Fabien Abdual Lovett Sr. (born December 5, 1999) is an American professional football defensive tackle for the Orlando Storm of the United Football League (UFL). He played college football for the Mississippi State Bulldogs and the Florida State Seminoles. He was signed by the Chiefs as an undrafted free agent after the 2024 NFL draft.

==Early life==
Lovett attended high school at Olive Branch High School. In Lovett's junior season, he amassed 86 tackles, 21 tackles for loss, three forced fumbles, and one sack. Coming out of high school, Lovett was rated as a three-star recruit and the number 32 defensive end. Lovett decided to commit to play college football for the Mississippi State Bulldogs.

==College career==
===Mississippi State===
In Lovett's first season in 2018, he would redshirt and not appear in any games. In 2019, Lovett played in 13 games where he notched 19 tackles, tackles-for-loss (TFL), and a sack. After the conclusion of the 2019 season, Lovett decided to enter the NCAA transfer portal.

===Florida State===
Lovett decided to transfer to play for the Florida State Seminoles. In Lovett's first two seasons with the Seminoles in 2020 and 2021 he notched 42 tackles, 6 TFL, and 3 sacks. During the 2022 season, Lovett notched 10 tackles, 2 TFL, a sack, a pass deflection, and a forced fumble. During the 2023 season, Lovett tallied 22 tackles with 4 TFL and a sack. After the conclusion of the 2023 season, Lovett decided to declare for the 2024 NFL draft.

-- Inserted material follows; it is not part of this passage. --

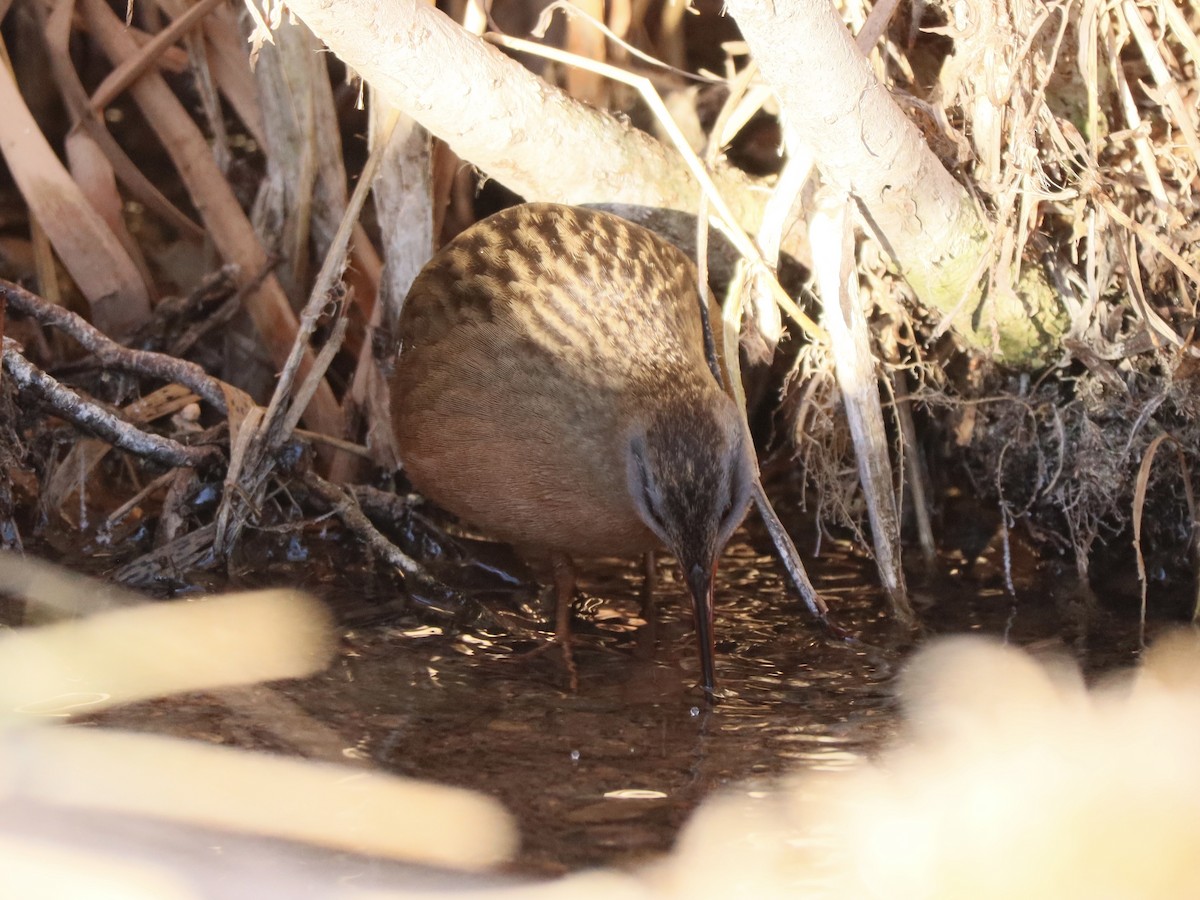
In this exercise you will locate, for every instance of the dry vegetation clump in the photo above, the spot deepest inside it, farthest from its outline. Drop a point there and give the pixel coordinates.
(1031, 274)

In his career with the Seminoles, Lovett played in 39 games with 18 starts, totaling 74 tackles, 12 TFL, 5 sacks, 4 pass deflections, and a forced fumble.

==Professional career==

Pre-draft measurables
| Height | Weight | Arm length | Hand span | Wingspan | 40-yard dash | 10-yard split | 20-yard split | 20-yard shuttle | Three-cone drill | Vertical jump | Broad jump | Bench press |
| 6 ft 3+7⁄8 in (1.93 m) | 314 lb (142 kg) | 35+1⁄2 in (0.90 m) | 10+3⁄8 in (0.26 m) | 6 ft 11+1⁄8 in (2.11 m) | 5.01 s | 1.75 s | 2.92 s | 4.82 s | 7.56 s | 25.5 in (0.65 m) | 8 ft 5 in (2.57 m) | 26 reps |
All values from NFL Combine/Pro Day

===Kansas City Chiefs===
Lovett was signed by the Kansas City Chiefs as an undrafted free agent after the 2024 NFL draft. He was waived on August 27, 2024, and re-signed to the practice squad. He signed a reserve/future contract on February 11, 2025.

On August 26, 2025, Lovett was waived by the Chiefs as part of final roster cuts.

===New England Patriots===
On August 28, 2025, Lovett signed a contract to join the New England Patriots' practice squad. He was released by New England on September 30. On November 18, Lovett re-signed with the practice squad. He was released on January 13, 2026.

=== Orlando Storm ===
On January 21, 2026, Lovett signed with the Orlando Storm of the United Football League (UFL).